Not really, I'd argue.

On one level, the works in "Dreaming Their Way" and "Painted Stories" don't need to be explicitly read, even if it is their artists' intent to encode meaning. Thanks at least in part to the Washington Color School, we're already a city that's comfortable looking at dots, stripes and washes of pure color, without narrative. That there often is a narrative embedded in these paintings -- albeit one in a language most of us don't speak -- should not be enough to prevent our enjoyment of them.

That's because of what I'll call, for lack of a better word, the holistic nature of many of these works, a nature that transcends the often minutely specific cultural circumstances and symbolic meaning of their creation to speak to larger, more universal concerns.

Look at, say, "That Day: painful day," by Rosella Namok, an artist represented at both venues with powerfully rhythmic canvases that allude to sky, water, sand and, yes, the body.

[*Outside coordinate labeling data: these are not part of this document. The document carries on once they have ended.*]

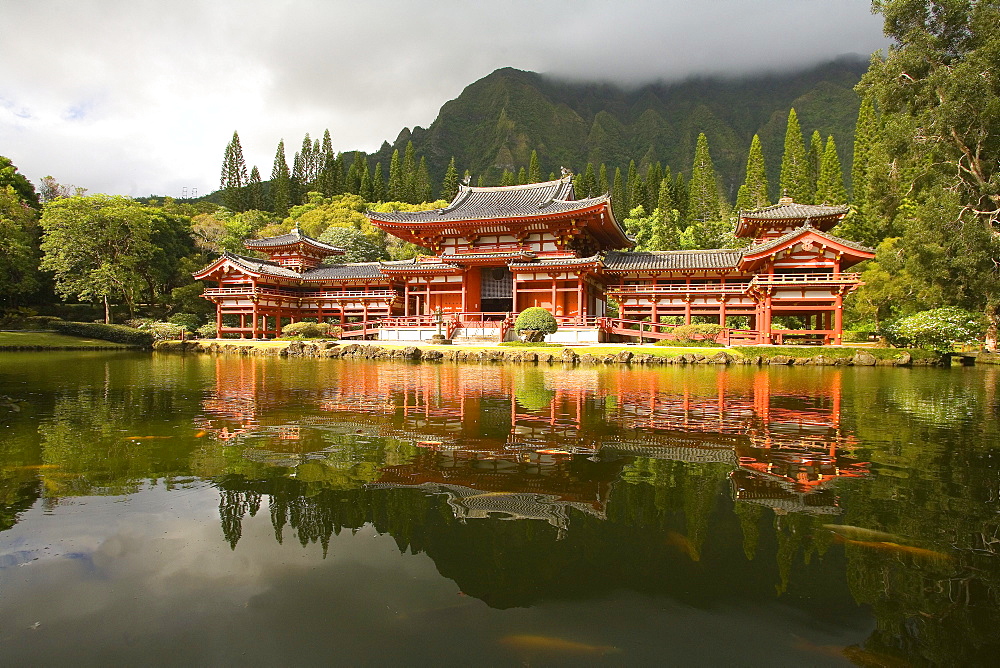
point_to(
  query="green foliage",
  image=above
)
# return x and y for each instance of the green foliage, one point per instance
(96, 330)
(311, 330)
(536, 319)
(830, 185)
(189, 321)
(794, 180)
(937, 329)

More important, though, than its evocation of the material world, the darkly disturbing "That Day" seems to tap into a world of hurt that is both within and without all of us.

How should anyone of us be expected to relate to kangaroos or emus as our spiritual ancestors, especially if we've never seen one, except in a zoo, and if we've heard no stories involving them as we were growing up? If, on the other hand, we can place them in the same metaphorical context as, say, E.T. (yes, the extraterrestrial of movie fame), as artist Linda Syddick (a.k.a. Tjungkaya Napaltjarri) does in "ET Going Home," then maybe we can see that the feeling of connection to the land, to the sky and to what lies beyond is not so foreign after all.

DREAMING THEIR WAY: AUSTRALIAN ABORIGINAL WOMEN PAINTERS Through Sept. 24 at the National Museum of Women in the Arts, 1250 New York Ave. NW (Metro: Metro Center). 202-783-5000. http://www.nmwa.org. Open Monday-Saturday 10 to 5; Sundays noon to 5. $8; students and seniors $6; members and ages 18 and younger free; free the first Sunday and Wednesday of the month.

PAINTED STORIES: CONTEMPORARY PAINTINGS BY AUSTRALIAN ABORIGINAL WOMEN Through Sept. 1 at the Embassy of Australia, 1601 Massachusetts Ave. NW (Metro: Farragut North). 202-797-3383. http://www.austemb.org. Open Monday-Friday 10 to 2. Free.

Public programs associated with "Dreaming Their Way" include:

Sept. 16 from 10 to 1 Role model workshop with Australian Aboriginal singer-songwriter Kerrianne Cox. Reservations required.

Sept. 17 from 1 to 4 Family festival.

Sept. 18 at 7 Concert by Australian Aboriginal singer-songwriter Kerrianne Cox. $10; students and seniors $8; members $7. Reservations required.